I use 1 full packet of dry pasta to go with this (500g packet), and freeze pasta & sauce in single serve containers.



My Spaghetti Bolognese


Firstly – I am not known for making ATTRACTIVE foods. However, this has been a family favourite since I started making it when I was about 12 (apparently my brothers liked it better than my Mum’s recipe, because it is more ‘tomato-y’). This recipe makes 6-7 serves for myself and Hubby, but he isn’t a ‘big eater’. Just a reminder that any measurements for “loose ingredients” are approximate – I tend not to measure anything :S If I say can/packet/tub/etc, I will specify how much the package contains in Australia.


  • 500g beef mince
  • 1 x 440g can diced tomatoes
  • 90g tub tomato paste (or near approximation in ‘blobs’ from a larger container)
  • 1 brown onion, finely chopped
  • 1 tbsp minced garlic
  • 100g sliced mushrooms
  • herbs/spices/seasonings to taste
  • 500g packet dry pasta (whatever shape/size)

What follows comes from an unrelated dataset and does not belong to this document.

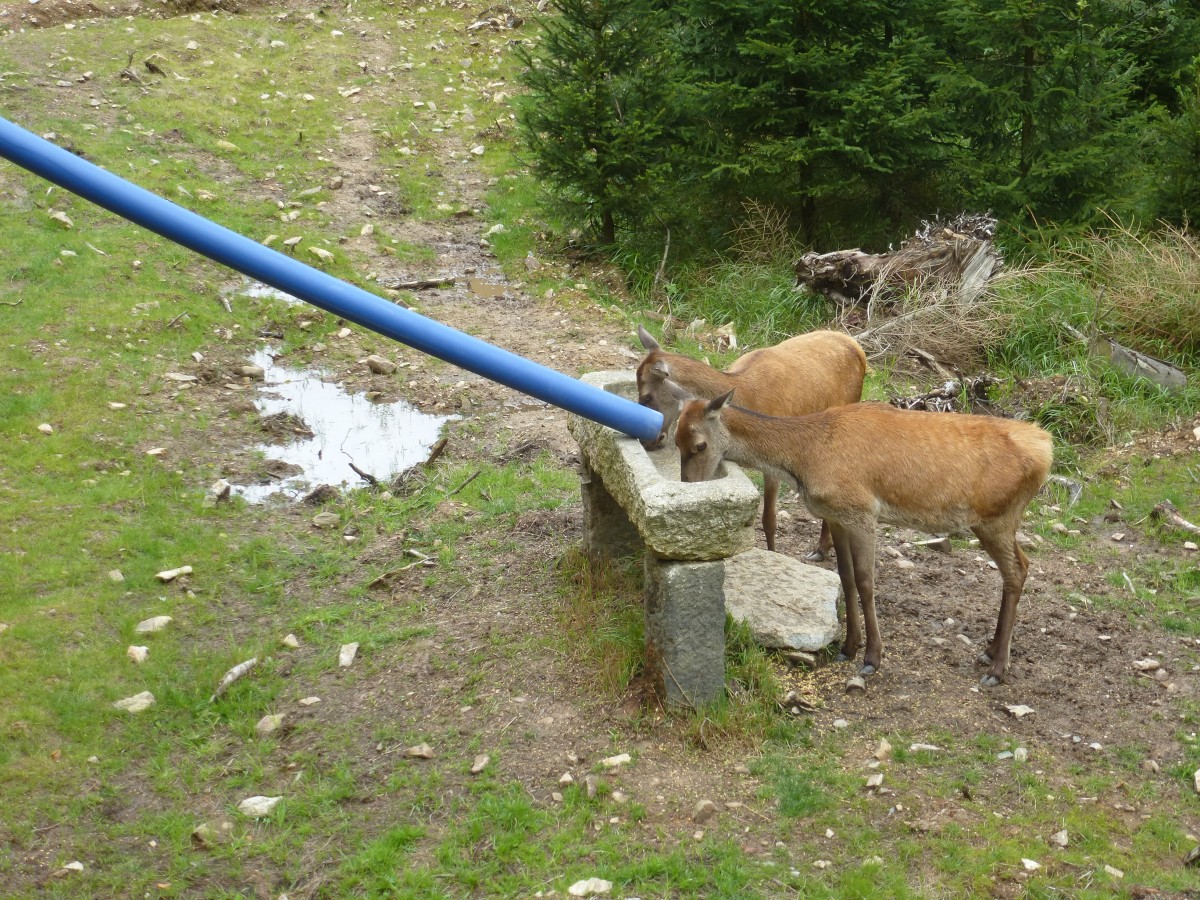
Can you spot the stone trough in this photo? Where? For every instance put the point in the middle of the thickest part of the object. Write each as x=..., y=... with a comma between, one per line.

Optional extras (for most of these, every 2 cups of extras will mean an additional measure of diced tomatoes, tomato paste, onion & garlic)

  • red lentils (about 1 cup for every 500g mince – stretches meal to a further 3-4 servings). Pre-cook these (until almost cooked through) if you’re using them, it makes it a lot easier.
  • Other veges – spinach & capsicum get added as-is, but I’ve been known to mash up various other veges (carrots, cauliflower, broccoli, zucchini, pumpkin) after they’ve been steamed and ‘hide’ them in the sauce – this started as a method of getting kids I was babysitting to eat their veges


  1. Fill pot you’re using to cook the pasta with water and a bit of salt and put it on to boil. In a frypan or wok, heat some oil and add chopped onion and crushed garlic. Cook until onion is softened and translucent. Add mince and cook until browned.
  2. Add mushrooms & other “solid” veges (i.e. not the mushed-up ones) and cook until softened.
  3. By this point, the water in my pasta pot is usually boiling. Add pasta and cook until al dente, stirring occasionally to stop it sticking together and testing pasta every minute or so after it starts to look “ready”.*
  4. Add tinned tomatoes, tomato paste & herbs/seasonings/spices to taste, as well as a little bit of water (I just put a bit in the can from the tomatoes and tip it in. I think it’s about 1/2 cup for people who want measurements). Add red lentils and mushed-up veges at this point if you’re adding them.
  5. Simmer, stirring occasionally, until reduced to desired thickness. Add additional herbs/seasonings/spices if desired.
  6. Once pasta is ready, drain but DO NOT RINSE.**
  7. Serve with herbs/parmesan/other cheese as desired.

* As to a specific description of what this looks like, the pasta will look less like the yellow translucent bits that came out of the packet and more like the opaque white-ish colour cooked pasta is. The best way to know what the texture of ‘al dente’ pasta should be is to go to a good italian restaurant and order a simple pasta dish. THAT’S what we’re aiming for with pasta. I find short pastas (like penne & spiral) to be the hardest to stuff up, so if you’re new to cooking pasta (or have had little success in the past), use something like that. Long pastas tend to clump if not cooked correctly, and short/round ones (macaroni, shells, risoni) tend to just go to mush if not cooked correctly.

** Rinsing will remove the starches that help the sauce stick to the pasta. Only rinse pasta when you are going to be using it cold (like for a salad).

This recipe freezes well, and I portion it up into single-serve containers (pasta & sauce).

This could be cooked in a slow-cooker if you wanted to, just follow step 1 then add everything to the slow cooker (without the additional water) and cook Low=8hrs (or High=4hrs).